Brandon Savage takes issue with my post benchmarking objects and arrays.
His argument is a straw man. My post is about a specific application – simple, flat data, where the primary concern is ease of syntax for accessing that data. He generalizes that position into one of OOP vs. non-OOP, which is not even remotely close to what I wrote.
So, let me be clear. OOP is, generally, good. His tips on writing OOP code are also generally good. In fact, I wrote a class to make dependency injection painless. Other paradigms, like functional programming, are also good.
This is not about that. This is about what’s faster for simple data storage: arrays or stdClass instances. The answer was, and still is, arrays.
I took the code from the previous post and re-ran it against PHP 5.3.0 on Snow Leopard. Everything else is is the same as in the other test. I added two new measures.

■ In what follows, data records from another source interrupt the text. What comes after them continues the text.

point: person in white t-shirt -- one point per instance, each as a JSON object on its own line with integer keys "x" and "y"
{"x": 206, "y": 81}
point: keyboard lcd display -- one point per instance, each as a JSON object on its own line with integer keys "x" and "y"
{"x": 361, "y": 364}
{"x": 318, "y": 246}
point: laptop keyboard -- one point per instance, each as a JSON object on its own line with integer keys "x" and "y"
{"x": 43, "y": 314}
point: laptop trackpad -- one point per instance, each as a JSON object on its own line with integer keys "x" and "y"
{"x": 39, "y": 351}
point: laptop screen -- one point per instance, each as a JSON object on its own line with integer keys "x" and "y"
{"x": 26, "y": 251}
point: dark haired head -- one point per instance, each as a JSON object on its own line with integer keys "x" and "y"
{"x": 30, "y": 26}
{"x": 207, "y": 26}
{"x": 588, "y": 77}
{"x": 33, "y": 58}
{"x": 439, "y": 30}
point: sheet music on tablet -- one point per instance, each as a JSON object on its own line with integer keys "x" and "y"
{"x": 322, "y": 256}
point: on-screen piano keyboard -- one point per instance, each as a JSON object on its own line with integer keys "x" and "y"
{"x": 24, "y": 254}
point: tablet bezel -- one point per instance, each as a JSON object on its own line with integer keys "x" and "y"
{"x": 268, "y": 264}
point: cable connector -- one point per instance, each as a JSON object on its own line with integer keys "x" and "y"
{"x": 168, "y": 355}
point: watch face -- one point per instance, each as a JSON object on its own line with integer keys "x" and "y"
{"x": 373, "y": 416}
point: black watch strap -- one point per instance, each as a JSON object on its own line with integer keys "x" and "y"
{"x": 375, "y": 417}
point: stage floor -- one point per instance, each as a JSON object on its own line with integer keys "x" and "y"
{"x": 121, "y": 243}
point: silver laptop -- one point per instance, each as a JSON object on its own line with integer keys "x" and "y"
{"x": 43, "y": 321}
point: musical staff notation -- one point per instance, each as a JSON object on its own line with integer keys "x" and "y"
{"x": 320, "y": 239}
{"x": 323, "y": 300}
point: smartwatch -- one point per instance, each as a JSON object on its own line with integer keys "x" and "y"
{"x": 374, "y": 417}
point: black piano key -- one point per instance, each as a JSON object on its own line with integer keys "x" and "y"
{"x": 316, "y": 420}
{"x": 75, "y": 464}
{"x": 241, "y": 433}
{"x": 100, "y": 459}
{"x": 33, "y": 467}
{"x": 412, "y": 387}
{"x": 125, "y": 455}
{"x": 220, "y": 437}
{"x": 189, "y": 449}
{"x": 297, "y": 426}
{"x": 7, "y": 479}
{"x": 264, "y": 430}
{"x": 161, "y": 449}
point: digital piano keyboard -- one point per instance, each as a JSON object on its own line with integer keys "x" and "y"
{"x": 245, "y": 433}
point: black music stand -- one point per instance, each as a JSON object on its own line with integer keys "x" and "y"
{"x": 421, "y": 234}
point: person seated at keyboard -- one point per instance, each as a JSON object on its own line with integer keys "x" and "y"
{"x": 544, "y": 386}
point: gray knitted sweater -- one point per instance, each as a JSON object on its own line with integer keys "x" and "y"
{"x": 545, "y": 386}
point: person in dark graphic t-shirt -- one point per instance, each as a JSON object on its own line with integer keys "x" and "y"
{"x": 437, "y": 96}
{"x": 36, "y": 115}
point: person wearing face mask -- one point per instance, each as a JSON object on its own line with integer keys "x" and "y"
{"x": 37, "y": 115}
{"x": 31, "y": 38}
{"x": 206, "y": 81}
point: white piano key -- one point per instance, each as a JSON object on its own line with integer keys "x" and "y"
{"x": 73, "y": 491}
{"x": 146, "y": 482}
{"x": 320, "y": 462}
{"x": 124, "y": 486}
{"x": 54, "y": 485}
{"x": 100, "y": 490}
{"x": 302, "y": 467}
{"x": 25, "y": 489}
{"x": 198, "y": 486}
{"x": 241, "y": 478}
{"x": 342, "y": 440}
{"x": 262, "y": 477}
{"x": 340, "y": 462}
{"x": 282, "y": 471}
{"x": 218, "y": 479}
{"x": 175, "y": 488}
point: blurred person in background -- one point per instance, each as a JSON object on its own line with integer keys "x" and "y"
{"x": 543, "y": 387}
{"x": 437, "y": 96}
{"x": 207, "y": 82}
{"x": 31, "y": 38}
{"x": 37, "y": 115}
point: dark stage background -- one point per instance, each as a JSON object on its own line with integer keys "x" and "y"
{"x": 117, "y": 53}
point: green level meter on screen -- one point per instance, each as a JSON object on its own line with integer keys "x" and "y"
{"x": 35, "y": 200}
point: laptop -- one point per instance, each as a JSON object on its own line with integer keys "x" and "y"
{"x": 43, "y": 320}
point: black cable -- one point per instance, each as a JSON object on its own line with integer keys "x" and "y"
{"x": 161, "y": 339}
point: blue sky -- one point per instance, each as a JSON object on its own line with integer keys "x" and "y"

One using $x = array('a' => 'a', 'b' => 'b'), and one with an object class with a constructor, like so:
class AnObject
{
public $a;
public $b;
public function __construct($a, $b)
{
$this->a = $a;
$this->b = $b;
}
}
Here are the results:
| Method | Time (in seconds) |
|---|---|
| Arrays (create, then assign) | .6226 |
| Arrays (literal syntax) | .5346 |
| Objects (create, then assign) | 1.01 |
| Objects (assign in constructor) | 1.4354 |
As you can see, things are better than in PHP 5.2, but arrays are still faster in every case.